In questi anni si è discusso di salute, in diverse sedi e in diversi momenti. Noi rivendichiamo con forza la nostra posizione: ogni cittadino, in qualunque parte del Trentino risieda, ha diritto agli stessi standard di qualità e accesso ai servizi per la salute. Su questo pilastro si è fondata la nostra azione.
Il tema della salute ci coinvolge tutti, da Trentini. I tempi che abbiamo di fronte ci condurranno a decisioni importanti, da assumere assieme. Soprattutto perché le risorse di cui l’ente pubblico può disporre diminuiscono. E’ fondamentale quindi partire dal basso, ascoltare per poi costruire.
Molte volte la Valsugana è stata indicata come laboratorio. In particolare, per quanto riguarda il nostro ospedale, siamo stati al centro di quella che era stata definita una riorganizzazione generale. Qualche anno fa abbiamo avviato un percorso, indicato a livello provinciale, per garantire sicurezza e qualità dei servizi per la salute. Il riferimento è alla maternità, cui seguì un protocollo d’intesa tramite il quale si cercò di potenziare altri servizi forniti in ospedale e nel territorio. Doveva essere una riorganizzazione complessiva ma interessò solo la Valsugana. Da qui il sentimento diffuso in larga parte della popolazione di avere subito un torto e da qui l’altro paletto del nostro agire politico, più volte espresso a tutti i livelli: le riorganizzazioni, se devono essere, non possono essere a spot ma, una volta definiti i criteri generali, devono riguardare tutta l’organizzazione della salute trentina.
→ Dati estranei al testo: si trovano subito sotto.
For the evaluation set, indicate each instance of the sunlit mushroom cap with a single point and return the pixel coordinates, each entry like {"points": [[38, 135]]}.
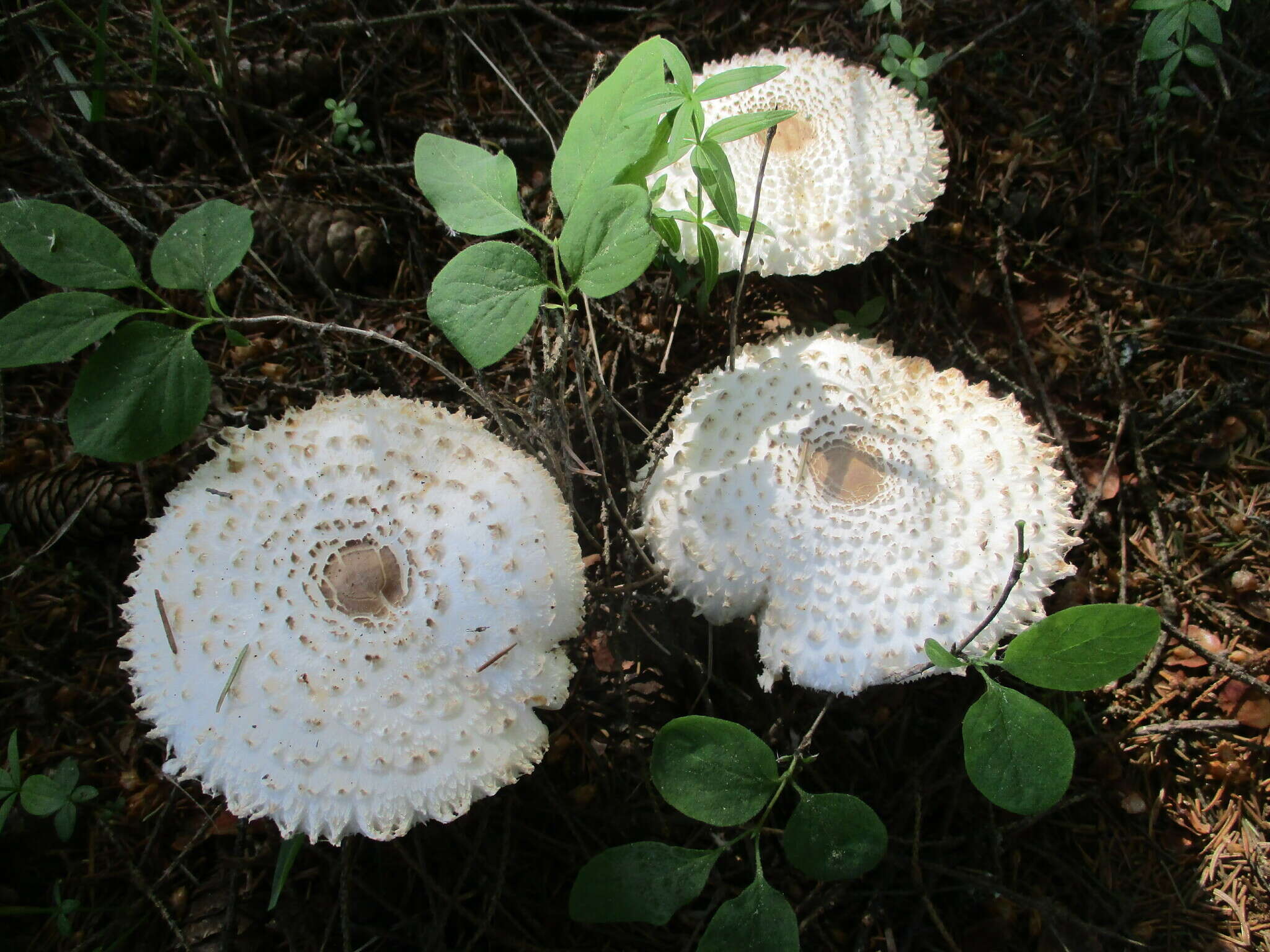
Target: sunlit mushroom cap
{"points": [[856, 168], [370, 563], [859, 503]]}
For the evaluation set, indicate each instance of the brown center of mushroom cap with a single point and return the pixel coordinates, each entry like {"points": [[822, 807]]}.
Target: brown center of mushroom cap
{"points": [[791, 135], [848, 474], [362, 579]]}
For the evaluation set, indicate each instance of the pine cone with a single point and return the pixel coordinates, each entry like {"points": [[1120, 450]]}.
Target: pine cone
{"points": [[272, 79], [41, 503], [343, 245]]}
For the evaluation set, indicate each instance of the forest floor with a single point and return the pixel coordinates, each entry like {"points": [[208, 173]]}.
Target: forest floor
{"points": [[1109, 272]]}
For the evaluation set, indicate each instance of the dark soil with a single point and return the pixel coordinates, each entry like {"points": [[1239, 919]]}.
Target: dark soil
{"points": [[1110, 273]]}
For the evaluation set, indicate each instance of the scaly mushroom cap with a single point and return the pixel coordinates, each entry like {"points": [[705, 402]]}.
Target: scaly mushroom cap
{"points": [[858, 167], [859, 503], [373, 555]]}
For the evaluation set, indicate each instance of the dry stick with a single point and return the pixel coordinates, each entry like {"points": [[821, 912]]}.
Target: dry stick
{"points": [[745, 254]]}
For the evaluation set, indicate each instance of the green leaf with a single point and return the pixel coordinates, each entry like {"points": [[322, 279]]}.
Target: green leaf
{"points": [[1018, 753], [486, 300], [713, 771], [1083, 648], [835, 837], [747, 125], [1202, 56], [600, 145], [64, 822], [708, 249], [757, 920], [710, 164], [654, 106], [667, 230], [203, 247], [641, 883], [56, 327], [938, 655], [141, 394], [287, 855], [675, 61], [41, 796], [473, 191], [607, 242], [1206, 20], [726, 84], [64, 247], [742, 220]]}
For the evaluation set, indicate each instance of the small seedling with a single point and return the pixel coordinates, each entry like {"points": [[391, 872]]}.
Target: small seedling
{"points": [[146, 387], [863, 320], [721, 774], [906, 65], [343, 116], [489, 295], [1018, 752]]}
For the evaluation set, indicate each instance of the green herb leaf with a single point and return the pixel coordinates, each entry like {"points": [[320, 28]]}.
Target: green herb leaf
{"points": [[710, 164], [141, 394], [726, 84], [64, 247], [473, 191], [287, 853], [757, 920], [713, 771], [1018, 752], [56, 327], [939, 655], [486, 300], [835, 837], [600, 145], [607, 242], [41, 796], [203, 247], [746, 125], [641, 883], [1083, 648]]}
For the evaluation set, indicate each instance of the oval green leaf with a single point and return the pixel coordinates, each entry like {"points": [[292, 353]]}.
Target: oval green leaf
{"points": [[835, 837], [203, 247], [41, 796], [64, 247], [713, 771], [607, 242], [600, 144], [473, 191], [1018, 753], [141, 394], [486, 300], [641, 883], [757, 920], [56, 327], [1083, 648]]}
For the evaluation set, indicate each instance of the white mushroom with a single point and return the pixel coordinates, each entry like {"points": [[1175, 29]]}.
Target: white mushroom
{"points": [[365, 601], [859, 503], [856, 168]]}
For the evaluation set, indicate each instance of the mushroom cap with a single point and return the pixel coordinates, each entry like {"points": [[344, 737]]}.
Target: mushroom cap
{"points": [[371, 555], [859, 503], [858, 167]]}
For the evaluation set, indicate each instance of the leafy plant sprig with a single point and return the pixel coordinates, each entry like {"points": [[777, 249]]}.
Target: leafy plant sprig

Da democratici, riteniamo che una riorganizzazione provinciale debba tenere conto di quello che Borgo ha già sperimentato, come suggerito dal dottor Pedrotti qualche giorno fa sull’Adige. Ciò in primo luogo per un principio di equità fra territori che riconosca alla Valsugana orientale di aver già dato molto in questo senso, e secondariamente per misurare al di là di ogni strumentalizzazione l’effettivo raggiungimento degli obiettivi del protocollo d’intesa del 2006.
Chiediamo la fine degli interventi a spot; la definizione di un Piano della salute provinciale che manca da troppo tempo; la garanzia che una volta definiti requisiti uguali per tutti questi vengano rispettati nel tempo, e mi riferisco in particolare alle dotazioni organiche e strumentali, linee di azione di politica sanitaria entro le quali condurre non solo gli ospedali ma tutto il sistema della salute e della prevenzione.
Pensiamo gli anziani e alle categorie deboli, al ruolo dei medici di base e dei pediatri di libera scelta, alle cure specialistiche. Questa è una prima occasione di confronto che apre un periodo di scelte anche complesse che vogliamo condividere fin da subito”.